# (Fun Poll) Music Era's



## MrsRedcap (Jan 6, 2006)

I reckon the 80's!


----------



## Martine ჱܓ (Apr 22, 2004)

I agree

Martine xx


----------



## ♡ C ♡ (Dec 7, 2005)

i've said 90's as was a child of the 90's


----------



## girlie (Jan 17, 2007)

70's for me!!!!!!!!!!

As sades said in another post Im an oldie!!!!!!!!!!!!!!   

xxxxxxxxx


----------



## Fluffs (Aug 31, 2004)

The early eighties gets my vote EVERY time    Sadly by the time I got to go to clubs etc life had moved on to the dross of the late eighties (no offence Rick Astley but not a patch on early stuff....!)


----------



## emsy25 (Mar 18, 2005)

I love the music from the 60's


----------



## cleg (Jun 27, 2006)

superstar84 said:


> I don't think there is music now - well not real music like it used to be!

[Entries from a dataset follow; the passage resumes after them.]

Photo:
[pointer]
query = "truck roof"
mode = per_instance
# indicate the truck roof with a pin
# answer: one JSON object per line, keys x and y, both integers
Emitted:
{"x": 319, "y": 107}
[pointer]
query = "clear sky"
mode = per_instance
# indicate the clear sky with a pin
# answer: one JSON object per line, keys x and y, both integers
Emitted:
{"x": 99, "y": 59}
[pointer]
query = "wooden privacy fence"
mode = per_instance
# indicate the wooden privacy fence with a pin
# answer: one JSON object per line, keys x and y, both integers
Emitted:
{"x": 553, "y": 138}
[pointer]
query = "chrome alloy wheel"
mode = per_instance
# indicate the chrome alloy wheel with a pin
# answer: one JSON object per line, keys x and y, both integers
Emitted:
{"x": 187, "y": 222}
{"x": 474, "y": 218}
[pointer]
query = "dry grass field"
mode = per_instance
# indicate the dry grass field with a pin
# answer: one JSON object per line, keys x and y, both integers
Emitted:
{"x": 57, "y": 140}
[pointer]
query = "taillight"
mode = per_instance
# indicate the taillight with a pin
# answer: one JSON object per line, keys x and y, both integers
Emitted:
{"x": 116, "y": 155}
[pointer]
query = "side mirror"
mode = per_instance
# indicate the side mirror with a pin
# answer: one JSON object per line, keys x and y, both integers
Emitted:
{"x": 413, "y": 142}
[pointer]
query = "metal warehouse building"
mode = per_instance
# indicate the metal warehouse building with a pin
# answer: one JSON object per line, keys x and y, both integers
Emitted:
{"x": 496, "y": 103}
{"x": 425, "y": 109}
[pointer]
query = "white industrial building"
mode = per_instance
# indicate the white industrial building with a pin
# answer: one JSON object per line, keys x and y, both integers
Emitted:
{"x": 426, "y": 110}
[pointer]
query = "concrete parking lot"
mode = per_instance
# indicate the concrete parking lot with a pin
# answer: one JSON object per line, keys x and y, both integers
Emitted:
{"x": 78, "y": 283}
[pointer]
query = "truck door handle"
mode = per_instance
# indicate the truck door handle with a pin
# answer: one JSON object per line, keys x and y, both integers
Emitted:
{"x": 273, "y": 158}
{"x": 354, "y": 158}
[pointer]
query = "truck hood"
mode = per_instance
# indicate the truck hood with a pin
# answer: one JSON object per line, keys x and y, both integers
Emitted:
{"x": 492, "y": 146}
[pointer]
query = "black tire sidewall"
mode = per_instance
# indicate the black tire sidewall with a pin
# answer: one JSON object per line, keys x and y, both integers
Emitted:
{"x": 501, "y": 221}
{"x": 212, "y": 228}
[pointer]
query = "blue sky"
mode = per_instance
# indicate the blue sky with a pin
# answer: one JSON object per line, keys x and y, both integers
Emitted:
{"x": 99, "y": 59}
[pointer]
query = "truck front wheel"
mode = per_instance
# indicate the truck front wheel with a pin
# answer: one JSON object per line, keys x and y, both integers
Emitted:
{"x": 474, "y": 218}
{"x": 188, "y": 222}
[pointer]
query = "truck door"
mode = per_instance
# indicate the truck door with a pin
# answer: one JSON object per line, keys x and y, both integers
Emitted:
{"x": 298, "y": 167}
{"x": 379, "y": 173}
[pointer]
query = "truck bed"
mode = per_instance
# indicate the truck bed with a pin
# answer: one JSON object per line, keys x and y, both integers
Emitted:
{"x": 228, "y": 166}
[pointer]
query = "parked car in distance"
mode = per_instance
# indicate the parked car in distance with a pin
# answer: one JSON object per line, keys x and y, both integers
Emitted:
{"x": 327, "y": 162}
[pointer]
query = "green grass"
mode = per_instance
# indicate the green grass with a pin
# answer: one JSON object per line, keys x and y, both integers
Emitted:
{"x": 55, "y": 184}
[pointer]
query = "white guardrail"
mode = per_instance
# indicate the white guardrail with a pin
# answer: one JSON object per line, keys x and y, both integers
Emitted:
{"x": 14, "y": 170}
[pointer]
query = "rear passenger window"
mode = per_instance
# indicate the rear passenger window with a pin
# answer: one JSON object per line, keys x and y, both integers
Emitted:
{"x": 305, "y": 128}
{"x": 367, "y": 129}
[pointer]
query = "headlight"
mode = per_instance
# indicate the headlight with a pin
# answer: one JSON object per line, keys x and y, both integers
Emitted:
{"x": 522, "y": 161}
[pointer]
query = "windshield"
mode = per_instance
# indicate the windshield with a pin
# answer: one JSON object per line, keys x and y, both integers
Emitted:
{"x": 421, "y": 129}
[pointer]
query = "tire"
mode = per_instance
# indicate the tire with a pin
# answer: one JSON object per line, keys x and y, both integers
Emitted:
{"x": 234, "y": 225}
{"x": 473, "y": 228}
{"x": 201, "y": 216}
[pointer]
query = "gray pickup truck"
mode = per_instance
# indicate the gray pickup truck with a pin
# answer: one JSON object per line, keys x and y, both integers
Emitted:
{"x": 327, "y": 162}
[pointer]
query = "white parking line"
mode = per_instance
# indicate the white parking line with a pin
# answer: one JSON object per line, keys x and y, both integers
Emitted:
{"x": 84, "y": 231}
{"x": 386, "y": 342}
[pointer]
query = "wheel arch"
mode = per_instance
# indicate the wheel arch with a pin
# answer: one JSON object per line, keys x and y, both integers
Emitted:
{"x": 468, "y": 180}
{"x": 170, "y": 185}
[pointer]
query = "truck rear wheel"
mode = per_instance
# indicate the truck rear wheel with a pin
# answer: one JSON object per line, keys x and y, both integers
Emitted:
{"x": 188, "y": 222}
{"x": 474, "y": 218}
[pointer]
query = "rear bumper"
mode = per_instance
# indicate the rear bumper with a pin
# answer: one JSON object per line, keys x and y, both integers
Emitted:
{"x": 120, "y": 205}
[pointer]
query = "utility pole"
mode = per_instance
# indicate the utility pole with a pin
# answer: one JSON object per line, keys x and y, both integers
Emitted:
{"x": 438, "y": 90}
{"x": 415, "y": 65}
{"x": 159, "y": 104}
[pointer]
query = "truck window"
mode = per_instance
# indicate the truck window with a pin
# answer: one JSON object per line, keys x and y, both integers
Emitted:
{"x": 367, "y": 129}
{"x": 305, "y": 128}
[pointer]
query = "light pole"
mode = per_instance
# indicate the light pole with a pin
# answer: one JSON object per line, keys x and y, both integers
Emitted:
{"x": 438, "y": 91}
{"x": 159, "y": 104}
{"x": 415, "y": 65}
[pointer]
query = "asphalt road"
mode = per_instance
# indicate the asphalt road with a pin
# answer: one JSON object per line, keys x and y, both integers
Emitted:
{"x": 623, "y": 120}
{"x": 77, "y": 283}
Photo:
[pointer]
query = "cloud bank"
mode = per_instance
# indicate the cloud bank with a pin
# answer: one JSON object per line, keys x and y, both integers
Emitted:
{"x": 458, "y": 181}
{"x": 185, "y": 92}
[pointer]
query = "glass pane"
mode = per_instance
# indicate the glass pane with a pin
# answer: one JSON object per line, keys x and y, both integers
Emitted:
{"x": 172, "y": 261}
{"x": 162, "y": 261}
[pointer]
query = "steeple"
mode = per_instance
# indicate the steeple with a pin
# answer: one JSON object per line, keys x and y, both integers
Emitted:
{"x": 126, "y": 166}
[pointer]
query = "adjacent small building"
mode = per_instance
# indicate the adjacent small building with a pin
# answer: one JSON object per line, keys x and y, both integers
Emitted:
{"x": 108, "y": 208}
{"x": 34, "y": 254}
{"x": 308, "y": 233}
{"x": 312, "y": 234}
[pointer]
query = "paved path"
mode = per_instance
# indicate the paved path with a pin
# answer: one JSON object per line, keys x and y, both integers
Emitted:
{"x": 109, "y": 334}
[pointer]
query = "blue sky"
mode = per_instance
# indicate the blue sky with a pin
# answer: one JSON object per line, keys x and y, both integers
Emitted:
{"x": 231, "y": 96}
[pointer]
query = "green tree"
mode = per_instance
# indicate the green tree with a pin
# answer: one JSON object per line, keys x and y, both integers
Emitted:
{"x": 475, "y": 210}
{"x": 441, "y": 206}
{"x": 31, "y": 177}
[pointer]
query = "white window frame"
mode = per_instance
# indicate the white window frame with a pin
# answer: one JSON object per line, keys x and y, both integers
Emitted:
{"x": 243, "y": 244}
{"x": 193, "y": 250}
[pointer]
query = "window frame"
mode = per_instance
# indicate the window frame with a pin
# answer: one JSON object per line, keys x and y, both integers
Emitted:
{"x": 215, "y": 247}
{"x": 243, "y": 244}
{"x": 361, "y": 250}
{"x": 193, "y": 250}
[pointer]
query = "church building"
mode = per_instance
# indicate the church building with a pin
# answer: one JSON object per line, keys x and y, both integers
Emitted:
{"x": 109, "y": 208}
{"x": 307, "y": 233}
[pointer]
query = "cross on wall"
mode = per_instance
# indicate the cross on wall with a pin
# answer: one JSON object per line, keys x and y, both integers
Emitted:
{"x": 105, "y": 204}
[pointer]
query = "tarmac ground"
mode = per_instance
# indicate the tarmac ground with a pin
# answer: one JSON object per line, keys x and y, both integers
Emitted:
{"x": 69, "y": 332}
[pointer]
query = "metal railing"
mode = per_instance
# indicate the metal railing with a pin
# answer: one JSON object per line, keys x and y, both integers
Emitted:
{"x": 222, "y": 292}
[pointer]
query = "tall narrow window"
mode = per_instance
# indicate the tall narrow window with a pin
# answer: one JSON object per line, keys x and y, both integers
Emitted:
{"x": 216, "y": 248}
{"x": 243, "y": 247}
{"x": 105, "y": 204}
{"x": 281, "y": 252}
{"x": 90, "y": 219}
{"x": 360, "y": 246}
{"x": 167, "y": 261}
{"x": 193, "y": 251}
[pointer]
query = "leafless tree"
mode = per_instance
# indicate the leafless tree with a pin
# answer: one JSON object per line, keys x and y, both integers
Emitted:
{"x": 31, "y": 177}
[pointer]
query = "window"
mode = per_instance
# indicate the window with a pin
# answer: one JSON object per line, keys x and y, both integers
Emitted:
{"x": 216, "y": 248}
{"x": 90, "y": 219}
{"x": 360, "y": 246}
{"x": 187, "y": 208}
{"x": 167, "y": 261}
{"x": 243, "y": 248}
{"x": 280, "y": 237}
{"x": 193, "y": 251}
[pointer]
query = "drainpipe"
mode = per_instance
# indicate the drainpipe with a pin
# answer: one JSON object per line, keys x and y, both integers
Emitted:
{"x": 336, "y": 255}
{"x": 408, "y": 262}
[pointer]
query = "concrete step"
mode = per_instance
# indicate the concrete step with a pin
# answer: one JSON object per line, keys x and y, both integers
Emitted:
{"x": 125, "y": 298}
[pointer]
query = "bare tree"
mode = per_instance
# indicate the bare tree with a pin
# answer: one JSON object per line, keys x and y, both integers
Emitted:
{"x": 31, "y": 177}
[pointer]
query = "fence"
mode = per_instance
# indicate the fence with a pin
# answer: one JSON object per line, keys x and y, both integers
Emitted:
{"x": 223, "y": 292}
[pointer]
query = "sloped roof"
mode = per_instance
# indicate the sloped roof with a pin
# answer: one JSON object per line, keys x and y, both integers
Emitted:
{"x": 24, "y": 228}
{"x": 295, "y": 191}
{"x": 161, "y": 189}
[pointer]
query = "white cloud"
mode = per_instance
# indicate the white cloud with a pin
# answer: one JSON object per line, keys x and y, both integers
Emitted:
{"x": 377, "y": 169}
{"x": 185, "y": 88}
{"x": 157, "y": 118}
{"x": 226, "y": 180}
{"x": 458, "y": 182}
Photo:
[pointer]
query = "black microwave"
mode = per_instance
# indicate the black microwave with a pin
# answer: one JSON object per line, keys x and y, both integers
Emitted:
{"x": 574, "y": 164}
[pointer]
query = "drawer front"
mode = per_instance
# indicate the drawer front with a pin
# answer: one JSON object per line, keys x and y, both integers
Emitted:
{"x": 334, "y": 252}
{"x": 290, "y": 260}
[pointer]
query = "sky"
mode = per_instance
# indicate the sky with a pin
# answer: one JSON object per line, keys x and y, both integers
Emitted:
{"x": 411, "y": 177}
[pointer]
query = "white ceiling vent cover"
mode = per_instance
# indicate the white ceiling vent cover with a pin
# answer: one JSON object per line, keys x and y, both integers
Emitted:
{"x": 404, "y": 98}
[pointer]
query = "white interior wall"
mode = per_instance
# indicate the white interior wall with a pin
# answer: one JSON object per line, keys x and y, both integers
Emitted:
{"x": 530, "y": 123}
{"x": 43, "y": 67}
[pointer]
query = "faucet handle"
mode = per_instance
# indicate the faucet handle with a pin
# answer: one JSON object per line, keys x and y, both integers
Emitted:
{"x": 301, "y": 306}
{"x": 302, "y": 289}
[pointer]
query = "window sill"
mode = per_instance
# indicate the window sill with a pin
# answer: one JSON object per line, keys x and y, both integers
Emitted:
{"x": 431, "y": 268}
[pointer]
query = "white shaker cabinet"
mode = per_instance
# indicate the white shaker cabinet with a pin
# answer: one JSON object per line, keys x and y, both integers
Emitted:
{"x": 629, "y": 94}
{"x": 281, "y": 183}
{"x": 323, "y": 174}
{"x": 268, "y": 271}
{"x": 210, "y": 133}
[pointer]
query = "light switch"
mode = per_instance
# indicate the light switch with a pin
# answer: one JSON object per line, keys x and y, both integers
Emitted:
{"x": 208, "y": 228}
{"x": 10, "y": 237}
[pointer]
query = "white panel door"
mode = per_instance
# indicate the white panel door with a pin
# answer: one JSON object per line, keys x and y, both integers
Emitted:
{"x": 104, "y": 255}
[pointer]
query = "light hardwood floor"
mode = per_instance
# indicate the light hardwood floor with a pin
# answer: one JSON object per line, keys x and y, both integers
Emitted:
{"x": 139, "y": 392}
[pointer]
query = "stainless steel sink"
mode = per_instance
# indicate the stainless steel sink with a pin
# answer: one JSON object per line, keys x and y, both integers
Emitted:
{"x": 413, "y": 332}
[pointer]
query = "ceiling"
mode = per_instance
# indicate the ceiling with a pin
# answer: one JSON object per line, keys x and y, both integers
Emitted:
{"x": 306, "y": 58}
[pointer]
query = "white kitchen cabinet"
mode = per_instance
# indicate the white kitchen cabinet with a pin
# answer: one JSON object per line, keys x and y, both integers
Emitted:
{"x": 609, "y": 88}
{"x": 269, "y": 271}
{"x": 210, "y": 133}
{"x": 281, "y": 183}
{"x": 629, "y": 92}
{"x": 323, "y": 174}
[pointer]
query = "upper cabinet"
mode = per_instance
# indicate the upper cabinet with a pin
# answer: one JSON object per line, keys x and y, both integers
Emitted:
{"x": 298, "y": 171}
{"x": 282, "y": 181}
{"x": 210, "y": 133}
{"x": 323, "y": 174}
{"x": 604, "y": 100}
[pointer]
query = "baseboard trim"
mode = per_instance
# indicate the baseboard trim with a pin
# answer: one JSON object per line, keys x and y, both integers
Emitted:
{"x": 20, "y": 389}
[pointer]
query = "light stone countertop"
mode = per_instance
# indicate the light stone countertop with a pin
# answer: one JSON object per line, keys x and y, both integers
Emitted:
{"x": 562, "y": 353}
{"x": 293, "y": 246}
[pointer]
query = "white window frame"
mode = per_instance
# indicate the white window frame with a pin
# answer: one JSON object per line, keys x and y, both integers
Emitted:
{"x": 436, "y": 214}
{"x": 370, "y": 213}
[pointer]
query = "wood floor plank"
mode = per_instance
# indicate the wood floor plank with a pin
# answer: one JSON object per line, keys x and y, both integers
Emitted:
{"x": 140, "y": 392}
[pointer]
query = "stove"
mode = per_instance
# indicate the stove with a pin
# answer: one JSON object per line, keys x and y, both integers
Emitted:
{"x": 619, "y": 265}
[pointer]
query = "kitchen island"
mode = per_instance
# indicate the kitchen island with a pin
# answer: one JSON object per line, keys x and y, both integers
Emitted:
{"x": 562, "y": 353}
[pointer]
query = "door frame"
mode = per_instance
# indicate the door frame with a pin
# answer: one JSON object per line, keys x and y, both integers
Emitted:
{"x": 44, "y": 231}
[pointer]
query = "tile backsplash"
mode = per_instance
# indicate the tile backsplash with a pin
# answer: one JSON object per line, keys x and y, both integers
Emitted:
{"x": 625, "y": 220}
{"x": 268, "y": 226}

ger away wi ya, there are lots of talented artists out there gracing us with their presence, what about Amy Whinehouse who is extremely brilliant, Coldplay, Snow Patrol, James Morrison all outstanding

hence why i picked the 00's

xxx


----------



## *Scooby* (Sep 16, 2006)

I think its got to be the 80's for me


----------



## Damelottie (Jul 26, 2005)

I picked 80's but then should it should maybe be the 70's. But now I think it should be the 00's


----------



## cleg (Jun 27, 2006)

Emma  

xxx


----------



## DizziSquirrel (Feb 15, 2005)

80's for me too!


----------



## Tina xx (Aug 30, 2006)

I've voted the 00's, but I do like the 90s and maybe some of the 80s  

Tina xx


----------



## professor waffle (Apr 23, 2005)

80's for me too but this was when I was growing up (yes I really am that old!!)


----------



## liveinhope (Jan 8, 2008)

80's every time, sorry


----------